Transpose column to row with Spark

It is relatively simple to do with basic Spark SQL functions.

Python

from pyspark.sql.functions import array, col, explode, struct, lit

df = sc.parallelize([(1, 0.0, 0.6), (1, 0.6, 0.7)]).toDF(["A", "col_1", "col_2"])

def to_long(df, by):

    # Filter dtypes and split into column names and type description
    cols, dtypes = zip(*((c, t) for (c, t) in df.dtypes if c not in by))
    # Spark SQL supports only homogeneous columns
    assert len(set(dtypes)) == 1, "All columns have to be of the same type"

    # Create and explode an array of (column_name, column_value) structs
    kvs = explode(array([
      struct(lit(c).alias("key"), col(c).alias("val")) for c in cols
    ])).alias("kvs")

    return df.select(by + [kvs]).select(by + ["kvs.key", "kvs.val"])

to_long(df, ["A"])

Scala:

import org.apache.spark.sql.DataFrame
import org.apache.spark.sql.functions.{array, col, explode, lit, struct}

val df = Seq((1, 0.0, 0.6), (1, 0.6, 0.7)).toDF("A", "col_1", "col_2")

def toLong(df: DataFrame, by: Seq[String]): DataFrame = {
  val (cols, types) = df.dtypes.filter{ case (c, _) => !by.contains(c)}.unzip
  require(types.distinct.size == 1, s"${types.distinct.toString}.length != 1")      

  val kvs = explode(array(
    cols.map(c => struct(lit(c).alias("key"), col(c).alias("val"))): _*
  ))

  val byExprs = by.map(col(_))

  df
    .select(byExprs :+ kvs.alias("_kvs"): _*)
    .select(byExprs ++ Seq($"_kvs.key", $"_kvs.val"): _*)
}

toLong(df, Seq("A"))

One way to solve with pyspark sql using functions create_map and explode.

from pyspark.sql import functions as func
#Use `create_map` to create the map of columns with constant 
df = df.withColumn('mapCol', \
                    func.create_map(func.lit('col_1'),df.col_1,
                                    func.lit('col_2'),df.col_2,
                                    func.lit('col_3'),df.col_3
                                   ) 
                  )
#Use explode function to explode the map 
res = df.select('*',func.explode(df.mapCol).alias('col_id','col_value'))
res.show()

The Spark local linear algebra libraries are presently very weak: and they do not include basic operations as the above.

There is a JIRA for fixing this for Spark 2.1 - but that will not help you today.

Something to consider: performing a transpose will likely require completely shuffling the data.

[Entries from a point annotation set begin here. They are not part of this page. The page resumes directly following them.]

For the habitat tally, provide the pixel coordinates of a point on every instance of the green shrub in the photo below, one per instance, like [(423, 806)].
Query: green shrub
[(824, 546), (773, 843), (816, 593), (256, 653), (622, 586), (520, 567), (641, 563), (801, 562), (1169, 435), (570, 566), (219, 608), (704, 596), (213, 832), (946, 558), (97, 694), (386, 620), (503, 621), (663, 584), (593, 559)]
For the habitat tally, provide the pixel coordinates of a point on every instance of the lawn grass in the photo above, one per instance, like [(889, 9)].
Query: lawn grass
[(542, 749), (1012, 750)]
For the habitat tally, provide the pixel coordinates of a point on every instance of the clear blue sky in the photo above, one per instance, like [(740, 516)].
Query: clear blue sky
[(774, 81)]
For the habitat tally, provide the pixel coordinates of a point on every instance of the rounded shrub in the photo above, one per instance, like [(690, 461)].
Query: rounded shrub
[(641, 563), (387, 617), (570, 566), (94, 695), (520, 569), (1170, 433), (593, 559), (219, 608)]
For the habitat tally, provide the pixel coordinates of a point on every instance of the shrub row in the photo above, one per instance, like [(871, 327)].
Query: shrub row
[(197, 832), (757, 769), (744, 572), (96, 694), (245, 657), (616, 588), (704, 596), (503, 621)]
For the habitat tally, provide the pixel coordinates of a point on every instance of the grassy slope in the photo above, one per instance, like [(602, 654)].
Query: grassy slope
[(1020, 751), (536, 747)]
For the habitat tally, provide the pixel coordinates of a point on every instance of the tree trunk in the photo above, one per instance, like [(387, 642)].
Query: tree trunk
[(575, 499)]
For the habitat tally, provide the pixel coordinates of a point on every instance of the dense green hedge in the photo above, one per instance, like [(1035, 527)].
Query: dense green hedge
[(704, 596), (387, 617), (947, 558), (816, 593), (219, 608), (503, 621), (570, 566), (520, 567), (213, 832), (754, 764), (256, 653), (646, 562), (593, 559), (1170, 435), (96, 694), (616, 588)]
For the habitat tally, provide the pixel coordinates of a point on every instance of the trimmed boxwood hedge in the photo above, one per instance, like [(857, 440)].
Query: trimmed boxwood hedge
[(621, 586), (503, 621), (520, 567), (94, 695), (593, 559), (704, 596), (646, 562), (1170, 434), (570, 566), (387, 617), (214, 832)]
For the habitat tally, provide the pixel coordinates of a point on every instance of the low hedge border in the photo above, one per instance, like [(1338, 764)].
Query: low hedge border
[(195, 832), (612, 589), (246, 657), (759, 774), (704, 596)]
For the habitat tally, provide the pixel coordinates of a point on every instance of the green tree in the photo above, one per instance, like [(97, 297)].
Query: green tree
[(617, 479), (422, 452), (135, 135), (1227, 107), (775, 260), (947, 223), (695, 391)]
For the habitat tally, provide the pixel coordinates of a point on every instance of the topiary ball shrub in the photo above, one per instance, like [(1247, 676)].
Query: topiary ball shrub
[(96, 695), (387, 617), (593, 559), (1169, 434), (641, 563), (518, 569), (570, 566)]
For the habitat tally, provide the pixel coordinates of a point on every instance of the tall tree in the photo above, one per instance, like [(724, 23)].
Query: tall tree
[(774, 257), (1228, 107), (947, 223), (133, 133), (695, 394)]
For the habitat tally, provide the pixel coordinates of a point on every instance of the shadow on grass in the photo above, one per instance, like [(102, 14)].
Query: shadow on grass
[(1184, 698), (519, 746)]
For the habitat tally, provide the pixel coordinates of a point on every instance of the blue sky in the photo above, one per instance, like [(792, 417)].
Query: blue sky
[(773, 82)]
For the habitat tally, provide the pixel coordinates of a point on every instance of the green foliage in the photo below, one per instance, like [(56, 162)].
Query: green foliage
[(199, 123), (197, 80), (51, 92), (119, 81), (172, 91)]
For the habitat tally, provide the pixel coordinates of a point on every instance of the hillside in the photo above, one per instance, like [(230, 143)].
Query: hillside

For now you will need to write RDD code directly. I have written transpose in scala - but not in python. Here is the scala version:

 def transpose(mat: DMatrix) = {
    val nCols = mat(0).length
    val matT = mat
      .flatten
      .zipWithIndex
      .groupBy {
      _._2 % nCols
    }
      .toSeq.sortBy {
      _._1
    }
      .map(_._2)
      .map(_.map(_._1))
      .toArray
    matT
  }

So you can convert that to python for your use. I do not have bandwidth to write/test that at this particular moment: let me know if you were unable to do that conversion.

At the least - the following are readily converted to python.

• zipWithIndex --> enumerate() (python equivalent - credit to @zero323)
• map --> [someOperation(x) for x in ..]
• groupBy --> itertools.groupBy()

Here is the implementation for flatten which does not have a python equivalent:

  def flatten(L):
        for item in L:
            try:
                for i in flatten(item):
                    yield i
            except TypeError:
                yield item

So you should be able to put those together for a solution.